Só que o cerne da questão continuou a residir no mesmo ponto: a mentalidade de um povo que sempre careceu dessa sociedade média com um poder económico e cultural capaz de se impor aos caciques oportunistas, pseudo-intelectuais culturetas ou nem por isso, que souberam posicionar-se nas artérias secundárias do poder, gerindo os destinos do país a seu bel-prazer.

É neste contexto que tem origem o modelo de Poder Local pós 25 de Abril. O Governo Central inveja a Europa Ocidental e sonha com igual nível de desenvolvimento. Como, na prática, é completamente impossível solucionar, a partir da capital, todos os pequenos grandes problemas de um país sem as mais básicas infra-estruturas que viabilizem o equilíbrio da nação, endossa-se carradas de dinheiro fresquinho, chegado da Comunidade Europeia via Lisboa, para desfrute das autarquias locais e estas que, como saibam e como possam, façam redes de água, esgotos, electricidade, estradas.... E quando acabam essas obras fazem jardins, pavilhões polidesportivos, centros de lazer, campos de futebol, praças de toiros, piscinas cobertas, descobertas e outras cenas encobertas. A questão é que o money não páre de correr...
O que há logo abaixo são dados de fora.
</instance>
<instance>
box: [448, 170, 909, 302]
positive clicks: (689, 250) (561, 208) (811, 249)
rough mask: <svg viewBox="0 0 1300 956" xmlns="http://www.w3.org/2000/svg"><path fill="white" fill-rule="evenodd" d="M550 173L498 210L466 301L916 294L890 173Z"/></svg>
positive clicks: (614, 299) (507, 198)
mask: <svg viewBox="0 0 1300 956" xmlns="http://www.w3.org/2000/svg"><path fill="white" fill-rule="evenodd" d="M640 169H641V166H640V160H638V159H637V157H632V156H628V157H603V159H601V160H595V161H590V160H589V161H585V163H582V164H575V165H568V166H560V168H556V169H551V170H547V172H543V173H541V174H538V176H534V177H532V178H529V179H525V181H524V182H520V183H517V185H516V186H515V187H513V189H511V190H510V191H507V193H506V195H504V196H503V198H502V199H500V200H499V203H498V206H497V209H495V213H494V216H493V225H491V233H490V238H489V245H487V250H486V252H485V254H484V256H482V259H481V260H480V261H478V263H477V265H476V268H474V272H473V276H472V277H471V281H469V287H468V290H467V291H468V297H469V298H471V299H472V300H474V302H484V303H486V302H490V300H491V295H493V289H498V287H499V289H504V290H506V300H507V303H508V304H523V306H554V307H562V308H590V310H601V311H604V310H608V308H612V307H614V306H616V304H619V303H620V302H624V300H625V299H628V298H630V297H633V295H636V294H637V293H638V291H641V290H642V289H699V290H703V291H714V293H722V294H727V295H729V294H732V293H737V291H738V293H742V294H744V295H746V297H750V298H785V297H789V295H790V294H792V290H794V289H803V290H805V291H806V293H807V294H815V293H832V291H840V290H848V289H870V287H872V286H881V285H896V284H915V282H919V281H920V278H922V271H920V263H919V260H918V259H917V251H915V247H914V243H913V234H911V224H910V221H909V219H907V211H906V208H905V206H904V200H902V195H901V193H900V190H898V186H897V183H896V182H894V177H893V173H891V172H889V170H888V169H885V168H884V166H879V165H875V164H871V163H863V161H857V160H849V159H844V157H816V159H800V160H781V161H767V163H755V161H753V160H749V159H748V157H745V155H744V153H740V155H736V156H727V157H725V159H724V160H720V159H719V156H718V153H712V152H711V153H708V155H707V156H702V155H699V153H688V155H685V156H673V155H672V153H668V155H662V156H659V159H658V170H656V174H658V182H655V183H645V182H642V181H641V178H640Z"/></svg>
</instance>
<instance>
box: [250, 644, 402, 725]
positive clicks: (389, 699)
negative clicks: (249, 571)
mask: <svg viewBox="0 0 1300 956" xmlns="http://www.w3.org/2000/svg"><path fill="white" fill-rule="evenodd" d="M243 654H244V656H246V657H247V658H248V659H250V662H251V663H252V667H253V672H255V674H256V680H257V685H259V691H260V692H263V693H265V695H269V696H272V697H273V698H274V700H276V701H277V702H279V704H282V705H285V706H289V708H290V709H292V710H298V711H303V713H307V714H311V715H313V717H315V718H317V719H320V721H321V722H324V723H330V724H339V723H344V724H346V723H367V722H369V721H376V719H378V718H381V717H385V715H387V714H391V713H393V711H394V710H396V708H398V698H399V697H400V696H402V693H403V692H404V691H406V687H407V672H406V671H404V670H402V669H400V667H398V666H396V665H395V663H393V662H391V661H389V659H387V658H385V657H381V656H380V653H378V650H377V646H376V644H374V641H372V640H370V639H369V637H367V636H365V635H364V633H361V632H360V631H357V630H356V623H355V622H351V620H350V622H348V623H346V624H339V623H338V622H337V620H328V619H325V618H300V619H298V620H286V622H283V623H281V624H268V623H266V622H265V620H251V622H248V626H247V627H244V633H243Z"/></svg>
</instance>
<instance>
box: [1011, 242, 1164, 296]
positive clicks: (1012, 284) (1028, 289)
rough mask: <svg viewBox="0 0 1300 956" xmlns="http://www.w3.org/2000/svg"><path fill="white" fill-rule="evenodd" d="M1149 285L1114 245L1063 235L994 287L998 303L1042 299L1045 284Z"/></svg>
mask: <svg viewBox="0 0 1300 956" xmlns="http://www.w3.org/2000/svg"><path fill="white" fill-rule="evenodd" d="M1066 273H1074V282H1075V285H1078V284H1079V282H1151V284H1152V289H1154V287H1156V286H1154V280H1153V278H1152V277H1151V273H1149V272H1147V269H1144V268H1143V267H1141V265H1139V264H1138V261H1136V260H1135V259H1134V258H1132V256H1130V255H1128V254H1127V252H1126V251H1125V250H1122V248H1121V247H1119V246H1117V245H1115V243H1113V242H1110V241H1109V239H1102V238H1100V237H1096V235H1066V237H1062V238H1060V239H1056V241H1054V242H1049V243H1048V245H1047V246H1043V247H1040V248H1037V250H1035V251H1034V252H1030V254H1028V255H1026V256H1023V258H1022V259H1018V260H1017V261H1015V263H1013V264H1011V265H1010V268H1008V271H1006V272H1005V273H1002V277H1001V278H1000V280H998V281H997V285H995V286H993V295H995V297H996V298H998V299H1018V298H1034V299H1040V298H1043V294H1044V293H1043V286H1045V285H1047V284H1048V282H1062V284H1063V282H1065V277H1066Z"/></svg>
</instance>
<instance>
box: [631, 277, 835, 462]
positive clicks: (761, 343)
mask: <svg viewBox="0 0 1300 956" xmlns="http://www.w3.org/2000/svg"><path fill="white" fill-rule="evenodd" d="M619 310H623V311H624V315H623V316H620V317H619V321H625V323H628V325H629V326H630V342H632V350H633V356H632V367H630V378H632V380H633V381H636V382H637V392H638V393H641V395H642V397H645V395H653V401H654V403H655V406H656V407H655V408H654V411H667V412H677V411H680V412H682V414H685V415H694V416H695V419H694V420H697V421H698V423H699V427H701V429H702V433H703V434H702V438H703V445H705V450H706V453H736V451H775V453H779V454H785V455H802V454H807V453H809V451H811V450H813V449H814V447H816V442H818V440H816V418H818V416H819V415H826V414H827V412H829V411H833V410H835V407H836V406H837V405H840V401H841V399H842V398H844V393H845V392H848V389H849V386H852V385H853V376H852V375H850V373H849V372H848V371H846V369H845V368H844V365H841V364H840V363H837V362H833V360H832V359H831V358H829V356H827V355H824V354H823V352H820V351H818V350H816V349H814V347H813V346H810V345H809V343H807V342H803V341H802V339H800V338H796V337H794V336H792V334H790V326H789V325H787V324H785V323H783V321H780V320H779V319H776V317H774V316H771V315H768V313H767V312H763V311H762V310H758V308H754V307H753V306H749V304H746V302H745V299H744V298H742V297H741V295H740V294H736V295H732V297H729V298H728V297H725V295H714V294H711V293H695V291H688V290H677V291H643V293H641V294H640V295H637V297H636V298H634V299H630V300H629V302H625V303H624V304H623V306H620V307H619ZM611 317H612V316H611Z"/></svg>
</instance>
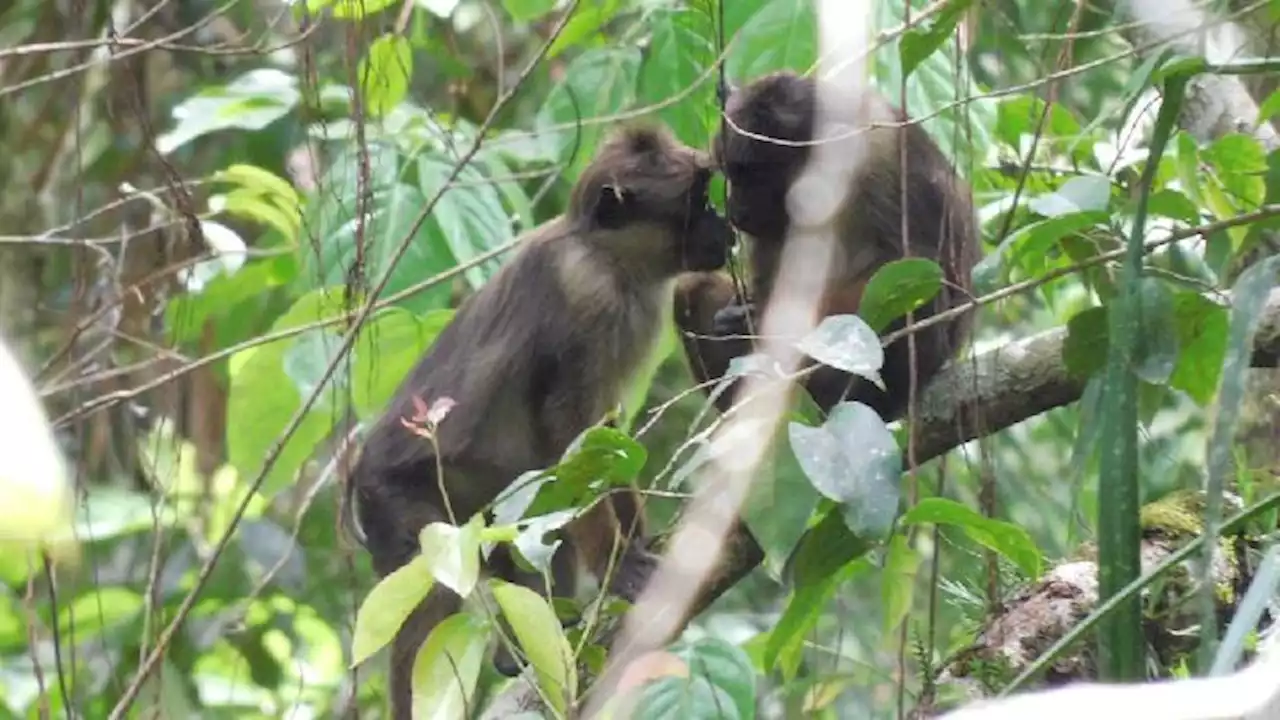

Anos mais tarde, o governo apercebe-se do desiquilíbrio que ele próprio fomentou e tenta meter um travãozinho, porque, no fundo, as autarquias do interior cada vez mais deserto estão a duplicar equipamentos de forma absurda e completamente insustentável num futuro não muito longínquo.

Surge o referendo da Regionalização. É a proposta de criação de um poder político intermédio que regule os pequenos reinos dos presidentes de câmara, e possa gerir e arbitrar os investimentos a executar. Só que este projecto chumbou. Nem os autarcas estavam dispostos a abdicar dos seus ceptros, nem os ministros e secretários de estado queriam “postos intermédios” entre os reizinhos e os reizões... Verdade verdadinha é que ninguém pôs, a sério, as mãos no lume pela Regionalização... Os poderes instituídos sobrepuseram-se aos poderes emergentes.

Qual foi o resultado? No nosso Norte Alentejano profundo, aquele que, desde que Guterres deixou o Governo parece estar esquecido por Deus, encontramos autênticos mamarrachos de obras, repetidos em cadeia em municípios vizinhos, espelhos da vaidosice dos narcisistas que as mandaram construir, e que só se executaram porque se refletiam em votos e em mais uns mandatos no reinado. Mas agora, nenhum pequeno rei vai ter coragem de encerrar equipamentos relativamente recentes, ainda que inúteis e insustentáveis, sabendo que tais medidas lhes podem custar a poltrona do poder.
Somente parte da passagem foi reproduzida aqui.